For someone who’s spent the last 20 years to building his business empire, Jeff Bezos seems remarkably comfortable about its mortality.
“Amazon is not too big to fail,” Bezos said during an Amazon town hall meeting, replying to an employee who asked about Amazon’s future in the light of bankruptcies of retailers like Sears. “In fact, I predict one day Amazon will fail,” he went on. “Amazon will go bankrupt. If you look at large companies, their lifespans tend to be 30-plus years, not a hundred-plus years.”
Bezos is technically right — the list of the most valuable companies today is very different from what it was just over three decades ago. Several companies once thought invincible, including Xerox, GE, and most recently, Nokia, have fallen by the wayside, or are a shadow of their former selves.
But even if history isn’t on his side, Bezos’s statements are a startling admission for someone responsible for $1 trillion of shareholder wealth. However, Bezos seemed to hint that the acceptance that Amazon’s limited shelf life might just end up prolonging it. “If we start to focus on ourselves, instead of focusing on our customers, that will be the beginning of the end,” he said. “We have to try and delay that day for as long as possible.”
Bezos has been consistent with his messaging to Amazon employees over the years, constantly urging them to guard against complacency. In 1997, right after Amazon’s IPO, Bezos had told interviewers that it was just Day 1 at the company, and there was still loads to be done.

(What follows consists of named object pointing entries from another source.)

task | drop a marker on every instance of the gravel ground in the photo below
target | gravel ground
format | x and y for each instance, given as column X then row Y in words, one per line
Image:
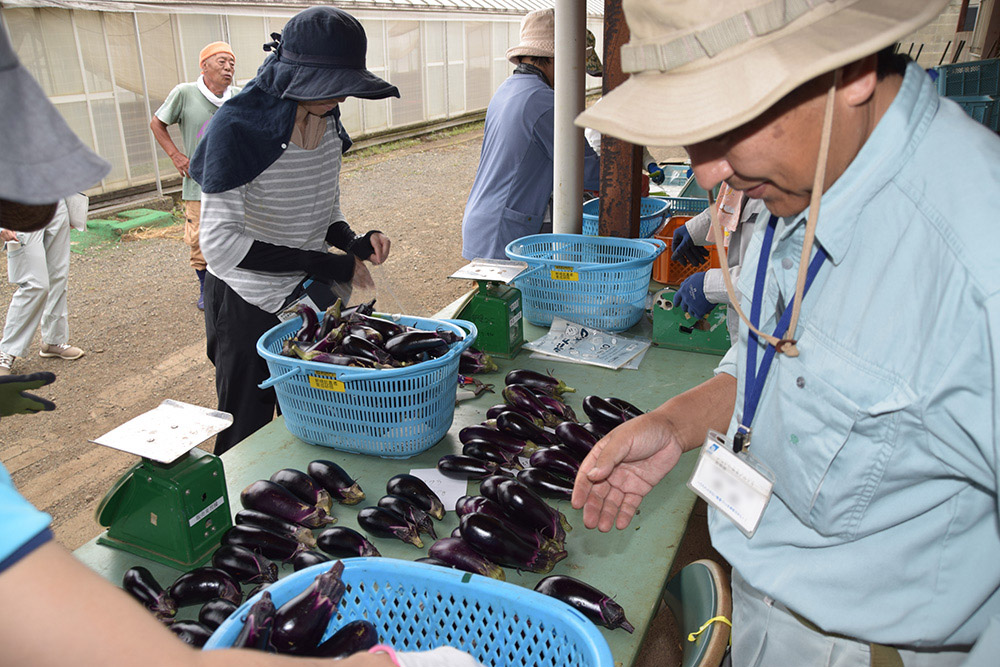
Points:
column 132, row 308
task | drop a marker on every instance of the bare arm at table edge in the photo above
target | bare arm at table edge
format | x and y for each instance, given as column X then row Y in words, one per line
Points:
column 626, row 464
column 56, row 611
column 162, row 137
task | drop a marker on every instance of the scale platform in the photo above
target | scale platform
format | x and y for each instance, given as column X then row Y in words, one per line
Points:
column 674, row 329
column 495, row 308
column 172, row 506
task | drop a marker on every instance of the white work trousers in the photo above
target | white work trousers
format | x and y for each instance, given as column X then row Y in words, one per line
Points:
column 39, row 268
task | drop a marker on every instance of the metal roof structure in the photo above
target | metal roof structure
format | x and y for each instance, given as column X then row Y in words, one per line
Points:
column 594, row 7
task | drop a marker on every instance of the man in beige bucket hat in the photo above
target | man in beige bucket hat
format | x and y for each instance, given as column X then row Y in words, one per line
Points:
column 854, row 490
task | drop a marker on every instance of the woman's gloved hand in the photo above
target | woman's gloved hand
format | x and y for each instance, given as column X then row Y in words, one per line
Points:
column 690, row 296
column 444, row 656
column 683, row 249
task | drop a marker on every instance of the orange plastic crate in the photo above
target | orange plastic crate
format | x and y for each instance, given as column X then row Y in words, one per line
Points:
column 673, row 273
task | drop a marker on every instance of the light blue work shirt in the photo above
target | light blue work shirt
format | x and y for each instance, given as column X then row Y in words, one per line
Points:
column 23, row 527
column 513, row 183
column 884, row 433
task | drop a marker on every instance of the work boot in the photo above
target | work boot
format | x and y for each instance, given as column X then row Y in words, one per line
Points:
column 6, row 361
column 201, row 296
column 62, row 351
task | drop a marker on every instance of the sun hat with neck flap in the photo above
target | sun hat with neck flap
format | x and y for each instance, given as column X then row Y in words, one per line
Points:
column 700, row 68
column 319, row 55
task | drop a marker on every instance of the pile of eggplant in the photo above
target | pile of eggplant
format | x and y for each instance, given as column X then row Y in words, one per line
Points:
column 534, row 435
column 356, row 337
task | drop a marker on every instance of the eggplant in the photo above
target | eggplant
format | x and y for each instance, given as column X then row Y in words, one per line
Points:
column 276, row 525
column 385, row 523
column 499, row 438
column 264, row 542
column 557, row 408
column 300, row 623
column 404, row 508
column 270, row 498
column 518, row 500
column 310, row 323
column 522, row 399
column 191, row 632
column 245, row 566
column 494, row 410
column 385, row 327
column 596, row 429
column 203, row 584
column 459, row 554
column 577, row 439
column 539, row 381
column 625, row 407
column 557, row 460
column 304, row 487
column 214, row 612
column 521, row 427
column 417, row 492
column 497, row 541
column 336, row 481
column 545, row 483
column 142, row 585
column 258, row 626
column 601, row 411
column 586, row 599
column 305, row 559
column 344, row 542
column 474, row 361
column 409, row 344
column 466, row 467
column 361, row 347
column 484, row 450
column 350, row 638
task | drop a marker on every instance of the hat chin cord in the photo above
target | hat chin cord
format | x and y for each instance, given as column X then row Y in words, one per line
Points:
column 787, row 344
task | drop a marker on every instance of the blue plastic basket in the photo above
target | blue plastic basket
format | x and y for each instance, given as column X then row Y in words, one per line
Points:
column 684, row 206
column 596, row 281
column 393, row 413
column 651, row 212
column 417, row 607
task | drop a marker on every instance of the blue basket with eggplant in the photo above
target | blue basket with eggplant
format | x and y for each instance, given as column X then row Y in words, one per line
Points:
column 418, row 607
column 393, row 412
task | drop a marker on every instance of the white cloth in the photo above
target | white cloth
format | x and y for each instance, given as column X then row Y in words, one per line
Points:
column 217, row 100
column 39, row 266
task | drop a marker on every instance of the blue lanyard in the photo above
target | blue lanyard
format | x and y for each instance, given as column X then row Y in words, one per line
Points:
column 755, row 377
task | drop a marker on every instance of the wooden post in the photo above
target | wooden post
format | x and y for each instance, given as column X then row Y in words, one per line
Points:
column 621, row 162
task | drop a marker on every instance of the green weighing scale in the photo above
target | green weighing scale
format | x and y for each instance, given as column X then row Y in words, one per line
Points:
column 675, row 329
column 495, row 307
column 172, row 507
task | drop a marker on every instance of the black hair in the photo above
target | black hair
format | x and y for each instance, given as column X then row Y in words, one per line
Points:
column 889, row 61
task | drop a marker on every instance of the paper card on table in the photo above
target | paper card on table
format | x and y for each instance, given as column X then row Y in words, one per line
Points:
column 448, row 489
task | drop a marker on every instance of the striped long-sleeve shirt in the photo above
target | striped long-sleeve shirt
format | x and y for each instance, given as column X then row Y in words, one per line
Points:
column 292, row 203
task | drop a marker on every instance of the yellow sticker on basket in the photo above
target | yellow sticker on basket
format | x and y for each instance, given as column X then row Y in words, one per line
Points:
column 564, row 273
column 326, row 381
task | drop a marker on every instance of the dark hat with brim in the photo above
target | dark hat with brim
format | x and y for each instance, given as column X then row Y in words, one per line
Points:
column 41, row 159
column 320, row 55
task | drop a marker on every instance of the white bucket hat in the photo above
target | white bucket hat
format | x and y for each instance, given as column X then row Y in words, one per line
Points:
column 700, row 68
column 538, row 36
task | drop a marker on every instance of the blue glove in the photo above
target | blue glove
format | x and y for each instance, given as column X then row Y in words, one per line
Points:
column 684, row 250
column 690, row 296
column 655, row 173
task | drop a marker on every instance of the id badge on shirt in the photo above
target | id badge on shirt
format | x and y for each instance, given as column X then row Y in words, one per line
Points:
column 737, row 485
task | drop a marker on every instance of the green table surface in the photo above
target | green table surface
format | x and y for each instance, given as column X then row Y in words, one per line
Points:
column 630, row 565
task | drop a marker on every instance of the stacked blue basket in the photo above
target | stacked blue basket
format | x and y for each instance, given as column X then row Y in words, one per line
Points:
column 393, row 413
column 417, row 607
column 597, row 281
column 651, row 213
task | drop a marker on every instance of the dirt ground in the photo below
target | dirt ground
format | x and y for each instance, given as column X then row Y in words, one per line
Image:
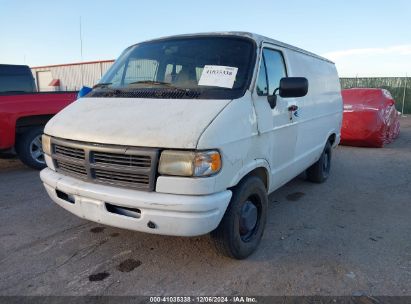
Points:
column 348, row 236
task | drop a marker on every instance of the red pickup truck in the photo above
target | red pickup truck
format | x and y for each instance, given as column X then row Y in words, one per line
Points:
column 24, row 112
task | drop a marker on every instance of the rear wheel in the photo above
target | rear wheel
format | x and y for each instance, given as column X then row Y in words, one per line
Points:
column 319, row 171
column 29, row 148
column 239, row 232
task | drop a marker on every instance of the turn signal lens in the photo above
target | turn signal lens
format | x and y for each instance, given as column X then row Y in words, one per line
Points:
column 187, row 163
column 46, row 143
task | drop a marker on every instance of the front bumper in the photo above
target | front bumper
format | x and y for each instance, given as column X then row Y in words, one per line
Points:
column 168, row 214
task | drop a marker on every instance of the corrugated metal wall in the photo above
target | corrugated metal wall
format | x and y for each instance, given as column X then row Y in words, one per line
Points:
column 73, row 76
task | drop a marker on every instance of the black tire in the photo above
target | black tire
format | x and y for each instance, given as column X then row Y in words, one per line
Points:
column 28, row 148
column 319, row 171
column 238, row 236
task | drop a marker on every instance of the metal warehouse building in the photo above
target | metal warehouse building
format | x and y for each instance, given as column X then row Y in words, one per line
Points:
column 69, row 77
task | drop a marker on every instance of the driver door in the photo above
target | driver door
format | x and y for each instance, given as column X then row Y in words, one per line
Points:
column 276, row 125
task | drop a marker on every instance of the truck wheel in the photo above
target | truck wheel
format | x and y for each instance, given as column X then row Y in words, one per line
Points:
column 319, row 171
column 242, row 226
column 29, row 148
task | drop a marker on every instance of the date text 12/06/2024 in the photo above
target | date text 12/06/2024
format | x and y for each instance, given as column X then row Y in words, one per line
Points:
column 203, row 299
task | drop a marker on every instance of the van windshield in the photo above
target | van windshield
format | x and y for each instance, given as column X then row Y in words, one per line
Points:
column 194, row 67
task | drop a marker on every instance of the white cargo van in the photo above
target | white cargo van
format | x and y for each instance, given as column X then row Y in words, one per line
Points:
column 187, row 135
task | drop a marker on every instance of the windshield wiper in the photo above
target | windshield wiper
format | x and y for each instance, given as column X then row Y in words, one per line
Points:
column 102, row 85
column 152, row 82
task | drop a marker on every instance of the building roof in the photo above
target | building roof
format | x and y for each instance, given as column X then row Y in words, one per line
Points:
column 69, row 64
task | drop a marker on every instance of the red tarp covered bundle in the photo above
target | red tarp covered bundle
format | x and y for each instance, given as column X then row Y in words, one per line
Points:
column 370, row 118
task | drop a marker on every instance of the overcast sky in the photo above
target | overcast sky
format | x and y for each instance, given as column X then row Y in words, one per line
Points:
column 364, row 38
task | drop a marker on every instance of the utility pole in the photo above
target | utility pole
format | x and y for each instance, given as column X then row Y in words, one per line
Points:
column 403, row 96
column 81, row 55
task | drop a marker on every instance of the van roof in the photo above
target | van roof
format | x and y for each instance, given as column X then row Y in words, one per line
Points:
column 256, row 37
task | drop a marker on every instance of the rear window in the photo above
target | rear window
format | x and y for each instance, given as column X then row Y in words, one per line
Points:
column 15, row 79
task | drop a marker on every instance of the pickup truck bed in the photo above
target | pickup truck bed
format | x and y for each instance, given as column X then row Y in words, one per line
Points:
column 22, row 119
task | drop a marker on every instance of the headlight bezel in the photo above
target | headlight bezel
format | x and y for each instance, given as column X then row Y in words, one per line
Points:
column 189, row 163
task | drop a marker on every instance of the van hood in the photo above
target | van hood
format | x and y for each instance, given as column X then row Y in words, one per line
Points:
column 165, row 123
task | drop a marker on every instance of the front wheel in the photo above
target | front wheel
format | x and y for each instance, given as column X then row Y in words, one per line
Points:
column 239, row 232
column 29, row 148
column 319, row 171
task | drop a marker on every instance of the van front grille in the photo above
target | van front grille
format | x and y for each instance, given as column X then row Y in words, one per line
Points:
column 72, row 168
column 128, row 167
column 142, row 161
column 69, row 152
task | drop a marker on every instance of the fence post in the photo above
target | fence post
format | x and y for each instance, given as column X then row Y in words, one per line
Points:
column 403, row 96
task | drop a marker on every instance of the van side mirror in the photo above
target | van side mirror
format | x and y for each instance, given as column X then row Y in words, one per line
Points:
column 293, row 87
column 289, row 87
column 83, row 92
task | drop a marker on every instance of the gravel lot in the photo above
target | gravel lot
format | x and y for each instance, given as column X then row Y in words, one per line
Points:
column 349, row 236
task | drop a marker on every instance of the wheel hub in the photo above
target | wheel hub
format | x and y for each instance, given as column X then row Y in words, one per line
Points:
column 248, row 218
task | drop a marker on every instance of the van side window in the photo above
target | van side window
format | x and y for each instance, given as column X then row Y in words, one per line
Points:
column 275, row 68
column 262, row 85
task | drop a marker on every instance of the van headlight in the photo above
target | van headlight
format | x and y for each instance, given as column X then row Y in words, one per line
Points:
column 188, row 163
column 46, row 143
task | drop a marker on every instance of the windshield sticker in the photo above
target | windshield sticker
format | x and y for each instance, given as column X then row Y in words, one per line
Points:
column 218, row 76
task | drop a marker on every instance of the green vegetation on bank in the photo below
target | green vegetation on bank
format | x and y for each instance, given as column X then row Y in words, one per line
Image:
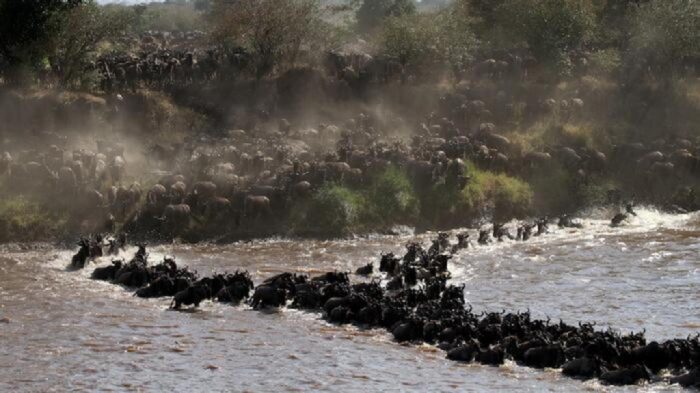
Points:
column 24, row 220
column 392, row 199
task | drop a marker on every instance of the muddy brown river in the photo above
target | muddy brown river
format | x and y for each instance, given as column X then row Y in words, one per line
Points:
column 61, row 331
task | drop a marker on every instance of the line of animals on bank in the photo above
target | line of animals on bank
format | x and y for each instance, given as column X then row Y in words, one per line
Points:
column 417, row 305
column 98, row 245
column 246, row 178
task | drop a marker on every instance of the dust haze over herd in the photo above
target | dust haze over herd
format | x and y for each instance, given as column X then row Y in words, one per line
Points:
column 406, row 164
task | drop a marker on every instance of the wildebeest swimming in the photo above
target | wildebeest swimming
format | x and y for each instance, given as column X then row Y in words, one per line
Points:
column 411, row 298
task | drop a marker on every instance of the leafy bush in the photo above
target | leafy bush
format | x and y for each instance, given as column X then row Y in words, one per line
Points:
column 438, row 37
column 551, row 28
column 24, row 220
column 332, row 211
column 271, row 31
column 508, row 196
column 391, row 198
column 664, row 34
column 372, row 13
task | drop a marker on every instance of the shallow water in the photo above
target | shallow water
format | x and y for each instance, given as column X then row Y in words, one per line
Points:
column 61, row 331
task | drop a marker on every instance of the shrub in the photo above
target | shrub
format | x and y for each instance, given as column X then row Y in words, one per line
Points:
column 271, row 31
column 664, row 34
column 551, row 28
column 24, row 220
column 372, row 13
column 332, row 211
column 439, row 37
column 391, row 198
column 506, row 196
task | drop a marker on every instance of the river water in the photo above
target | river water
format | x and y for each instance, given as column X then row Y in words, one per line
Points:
column 61, row 331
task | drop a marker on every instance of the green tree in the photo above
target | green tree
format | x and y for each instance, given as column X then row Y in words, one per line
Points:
column 26, row 30
column 272, row 31
column 665, row 35
column 82, row 28
column 372, row 13
column 442, row 37
column 551, row 28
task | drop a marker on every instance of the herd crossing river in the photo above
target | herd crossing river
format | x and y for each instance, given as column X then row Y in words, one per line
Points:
column 61, row 331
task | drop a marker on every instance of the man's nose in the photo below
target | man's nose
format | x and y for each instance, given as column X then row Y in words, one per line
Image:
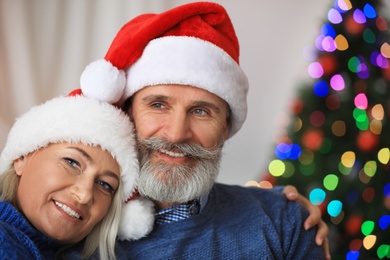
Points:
column 178, row 128
column 83, row 190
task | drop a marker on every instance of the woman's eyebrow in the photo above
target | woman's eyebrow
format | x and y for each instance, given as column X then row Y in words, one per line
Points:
column 84, row 153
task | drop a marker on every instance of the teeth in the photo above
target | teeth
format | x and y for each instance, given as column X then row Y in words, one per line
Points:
column 67, row 210
column 173, row 154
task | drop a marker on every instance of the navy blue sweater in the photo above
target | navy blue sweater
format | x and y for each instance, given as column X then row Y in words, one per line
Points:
column 236, row 223
column 19, row 240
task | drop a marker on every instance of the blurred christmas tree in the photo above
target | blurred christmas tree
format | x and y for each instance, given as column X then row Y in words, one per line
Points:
column 336, row 150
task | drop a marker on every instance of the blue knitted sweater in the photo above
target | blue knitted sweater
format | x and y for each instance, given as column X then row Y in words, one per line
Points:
column 236, row 223
column 19, row 240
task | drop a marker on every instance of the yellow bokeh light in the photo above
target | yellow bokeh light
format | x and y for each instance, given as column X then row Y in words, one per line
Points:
column 276, row 168
column 341, row 42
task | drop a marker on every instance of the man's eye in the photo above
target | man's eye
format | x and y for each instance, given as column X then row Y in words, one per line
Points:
column 105, row 186
column 158, row 105
column 200, row 111
column 72, row 162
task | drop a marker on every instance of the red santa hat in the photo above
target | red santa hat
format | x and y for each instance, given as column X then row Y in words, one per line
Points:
column 193, row 44
column 74, row 119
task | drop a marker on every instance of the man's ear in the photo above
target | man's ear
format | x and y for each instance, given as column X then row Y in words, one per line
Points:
column 19, row 165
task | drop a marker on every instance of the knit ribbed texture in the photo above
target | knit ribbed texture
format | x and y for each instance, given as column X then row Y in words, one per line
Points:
column 19, row 240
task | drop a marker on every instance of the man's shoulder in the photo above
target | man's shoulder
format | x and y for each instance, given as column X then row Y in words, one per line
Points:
column 251, row 191
column 253, row 197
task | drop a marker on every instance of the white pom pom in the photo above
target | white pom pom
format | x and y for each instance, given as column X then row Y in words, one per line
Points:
column 137, row 219
column 102, row 81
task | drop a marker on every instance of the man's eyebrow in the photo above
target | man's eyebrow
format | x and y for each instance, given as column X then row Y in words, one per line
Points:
column 84, row 153
column 207, row 104
column 155, row 97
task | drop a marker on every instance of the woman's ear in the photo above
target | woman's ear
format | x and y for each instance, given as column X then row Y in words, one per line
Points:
column 19, row 165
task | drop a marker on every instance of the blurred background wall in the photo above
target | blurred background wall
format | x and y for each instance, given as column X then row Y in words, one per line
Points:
column 45, row 45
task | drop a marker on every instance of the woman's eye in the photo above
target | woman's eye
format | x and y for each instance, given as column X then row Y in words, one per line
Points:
column 200, row 111
column 105, row 186
column 158, row 105
column 72, row 162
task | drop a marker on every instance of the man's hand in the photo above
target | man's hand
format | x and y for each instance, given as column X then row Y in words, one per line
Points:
column 313, row 219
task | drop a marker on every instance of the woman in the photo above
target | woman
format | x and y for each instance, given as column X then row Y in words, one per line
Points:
column 66, row 169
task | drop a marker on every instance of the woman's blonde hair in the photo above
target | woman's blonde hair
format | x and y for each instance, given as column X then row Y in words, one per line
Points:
column 103, row 235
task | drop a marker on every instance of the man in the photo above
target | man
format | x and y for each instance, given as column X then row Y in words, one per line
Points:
column 177, row 75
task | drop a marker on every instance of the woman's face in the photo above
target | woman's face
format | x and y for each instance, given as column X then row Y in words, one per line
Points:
column 66, row 189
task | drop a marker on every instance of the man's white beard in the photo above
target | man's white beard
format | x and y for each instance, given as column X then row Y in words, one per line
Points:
column 178, row 183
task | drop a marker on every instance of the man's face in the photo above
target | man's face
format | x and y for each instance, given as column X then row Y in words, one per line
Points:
column 66, row 189
column 180, row 132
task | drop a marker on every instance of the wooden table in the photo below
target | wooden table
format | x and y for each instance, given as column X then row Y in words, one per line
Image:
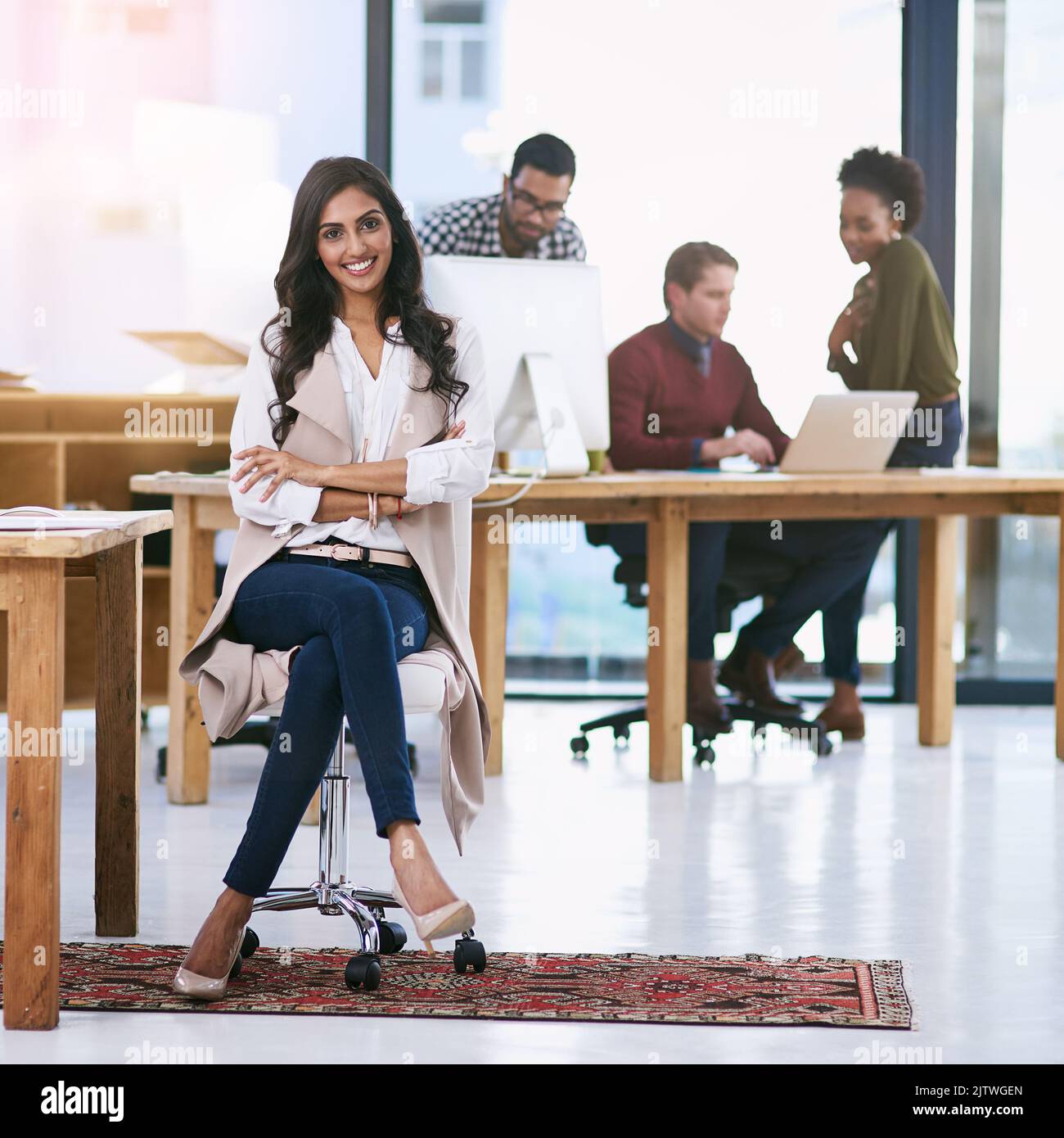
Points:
column 32, row 572
column 668, row 502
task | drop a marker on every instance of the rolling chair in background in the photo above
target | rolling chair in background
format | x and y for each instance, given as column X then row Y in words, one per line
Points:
column 746, row 576
column 332, row 893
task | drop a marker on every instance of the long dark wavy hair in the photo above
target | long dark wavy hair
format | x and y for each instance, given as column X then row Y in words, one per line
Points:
column 309, row 297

He repeated the same line at a townhall last year, saying that it was still Day 1 at Amazon, and they should Guard against a “Day 2”. “Day 2 is stasis, followed by irrelevance, followed by excruciating decline, followed by death,” he’d said. “That is why, it is always Day 1,” he’d declared amidst cheers from Amazon employees.
Amazon seems to be staying true to his word thus far — it’s expanding like a startup, rapidly moving into new areas like the cloud, smart home appliances, and even self-checkout stores that require no cashiers. But challenges are looming on the horizon — Amazon’s size and scale have attracted the attention of regulators. It’s also in the crosshairs of US President Donald Trump, who’s often accused it for not adequately compensating the US Postal Service for using its services. And Bezos’ personal investments have also raised some eyebrows — after Bezos bought the Washington Post last year, it’s felt that Amazon’s sphere of influence is becoming too large for its own good.
Bezos, though, seems to insist that what will prolong Amazon’s lifespan is it realizing that its time at the top of the e-commerce pile is limited, and being on its guard. It’s a sentiment that’s been used before in Silicon Valley — in 2005, Steve Jobs had urged people to stay hungry stay foolish. Bezos is using a somewhat darker analogy of failure and bankruptcy, but he’s saying much of the same.